[prototype] Make apiserver admission plugins retrieve k8s objects dir… #121979

linxiulei · 2023-11-21T11:58:50Z

Make apiserver admission plugins retrieve k8s objects directly from its storage

Before this commit, admission plugins use informers to sync k8s objects and as a result, there is an additional copy of k8s object in kube-apiserver. This commit allows referencing k8s objects from storage without actually copying them, which reduces significant memory usage in both serving and storage.

Also observed a visible amount of CPU usage reduced in kube-apiserver startup as the admission plugins didn't need to fetch objects from the HTTP endpoints, nor did kube-apiserver need to serve.

Memory measurements and comparisons

# create about 9k pods
kubectl get --raw /metrics | grep go_memstats_alloc_bytes

Origin:

Peak memory alloc: go_memstats_alloc_bytes 7.16614552e+08
Stablized memory alloc: go_memstats_alloc_bytes 4.2804752e+08

Optimized:

Peak memory alloc: go_memstats_alloc_bytes 3.46012872e+08
Stablized memory alloc: go_memstats_alloc_bytes 2.82520896e+08

What type of PR is this?

/kind cleanup

What this PR does / why we need it:

This commit allows referencing k8s objects from storage without actually copying them, which reduces significant memory and CPU usage in both serving and storage.

Which issue(s) this PR fixes:

Fixes #121657

Special notes for your reviewer:

The current PR only have minimal changes for easier reviews and discussion.

The implementation contains three parts:

Populating the restStorage object from kube-apiserver initialization code, which is needed for retrieving k8s objects
Creating a StorageInformers factory reusing the current code-autogen of staging/src/k8s.io/client-go/informers/factory.go to automatically generate that takes restStorage instead of k8s_client to initialize. This new factory will have exactly same interfaces as the current informer factory
Adding an interface for apiserver plugins to allow to be initialized with informers created by StorageInformers

As for plugin migration, the migration code should be as minimal as just adding an interface and replacing informers to the ones created by StorageInformers. Likely, we will migrate all plugins to use the new informers for lower overheads. To safely rollout, we could use a feature gate to guard the change.

Does this PR introduce a user-facing change?

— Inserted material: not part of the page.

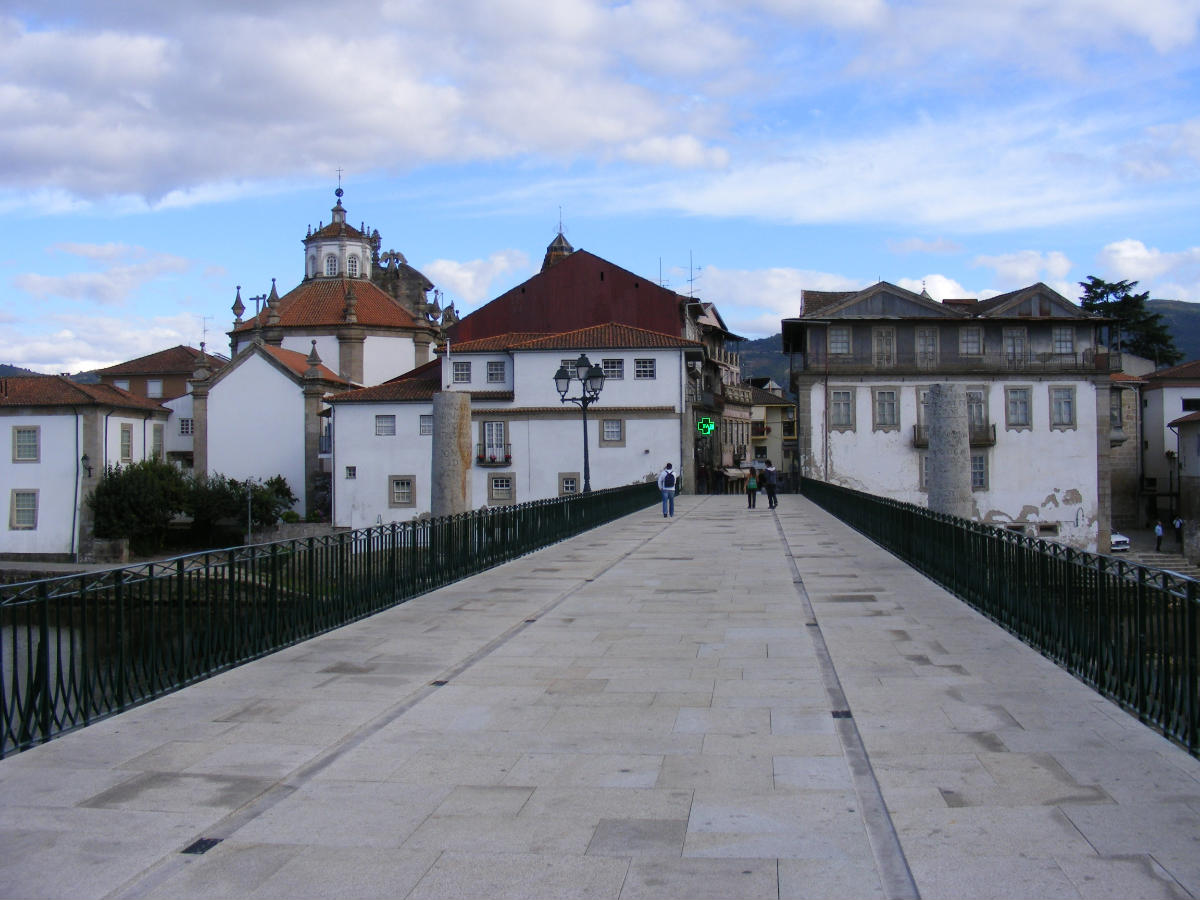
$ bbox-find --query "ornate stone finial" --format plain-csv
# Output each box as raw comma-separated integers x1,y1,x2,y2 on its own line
233,284,246,325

Additional documentation e.g., KEPs (Kubernetes Enhancement Proposals), usage docs, etc.:

NONE

…ectly from its storage Before this commit, admission plugins use informers to sync k8s objects and as a result, there is a copy of k8s object in kube-apiserver. This commit allows referencing k8s objects from storage without actually copying them, which reduces significant memory usage in both serving and storage. Also observed a visible amount of CPU usage reduced in kube-apiserver startup as the admission plugins didn't need to fetch objects from the HTTP endpoints, nor did kube-apiserver need to serve. Memory measurements and comparisons ``` kubectl get --raw /metrics | grep go_memstats_alloc_bytes ``` Origin: Peak memory alloc: go_memstats_alloc_bytes 7.16614552e+08 Stablized memory alloc: go_memstats_alloc_bytes 4.2804752e+08 Optimized: Peak memory alloc: go_memstats_alloc_bytes 3.46012872e+08 Stablized memory alloc: go_memstats_alloc_bytes 2.82520896e+08

k8s-ci-robot · 2023-11-21T11:58:53Z

Adding the "do-not-merge/release-note-label-needed" label because no release-note block was detected, please follow our release note process to remove it.

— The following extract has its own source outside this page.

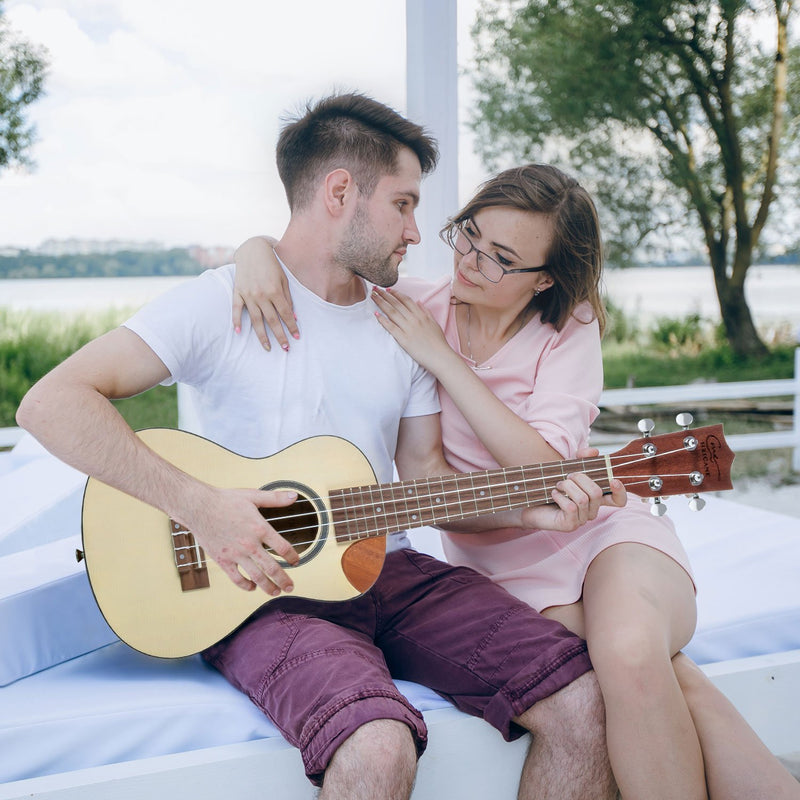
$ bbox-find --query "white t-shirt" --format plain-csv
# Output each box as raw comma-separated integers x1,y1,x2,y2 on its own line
125,265,439,549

Instructions for interacting with me using PR comments are available here. If you have questions or suggestions related to my behavior, please file an issue against the kubernetes/test-infra repository.

k8s-ci-robot · 2023-11-21T11:59:00Z

This issue is currently awaiting triage.

If a SIG or subproject determines this is a relevant issue, they will accept it by applying the triage/accepted label and provide further guidance.

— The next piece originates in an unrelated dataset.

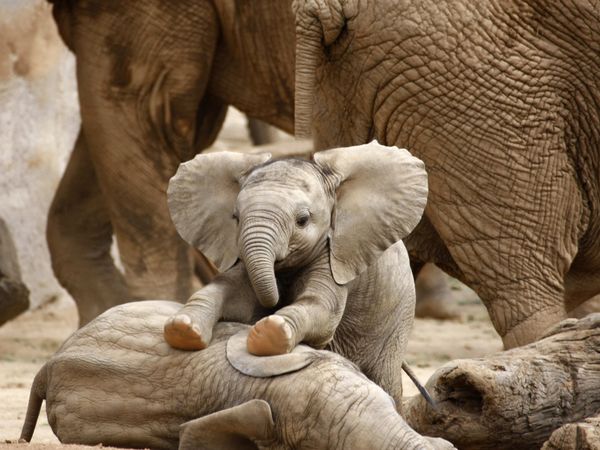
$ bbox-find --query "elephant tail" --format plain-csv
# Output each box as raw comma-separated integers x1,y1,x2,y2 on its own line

The triage/accepted label can be added by org members by writing /triage accepted in a comment.

Instructions for interacting with me using PR comments are available here. If you have questions or suggestions related to my behavior, please file an issue against the kubernetes/test-infra repository.

k8s-ci-robot · 2023-11-21T11:59:39Z

[APPROVALNOTIFIER] This PR is NOT APPROVED

This pull-request has been approved by: linxiulei
Once this PR has been reviewed and has the lgtm label, please assign deads2k for approval. For more information see the Kubernetes Code Review Process.

The full list of commands accepted by this bot can be found here.

Needs approval from an approver in each of these files:

Approvers can indicate their approval by writing /approve in a comment
Approvers can cancel approval by writing /approve cancel in a comment

linxiulei · 2023-11-21T12:01:46Z

/cc @deads2k @jpbetz @liggitt @wojtek-t

jpbetz · 2023-11-21T17:53:32Z

Thanks for prototyping this @linxiulei!

Have we considered an alternative approach where instead of introducing an alternate implementation of informers, we instead implement an alternate implementation of the client? I'm imagining an "internal client" that is optimized to minimize copies. This client would probably only be optimized for reads, since writes MUST go through the admission chain. Would this be viable? Would it eliminate the need to generate alternate informers?

It also just occurred to me that bypassing the normal client flow also bypasses auth..

linxiulei · 2023-11-21T21:45:35Z

re: internal client, I am not too sure if I understand it correctly, but if the internal client doesn't have the same API as the informers have, then it will be larger effort to migrate the code in all those admission plugins (30+ plugins although not all using informers) to use the new client. It'd be even more non-trivial to keep both new client and current design if we need to handle safe fallback for special cases.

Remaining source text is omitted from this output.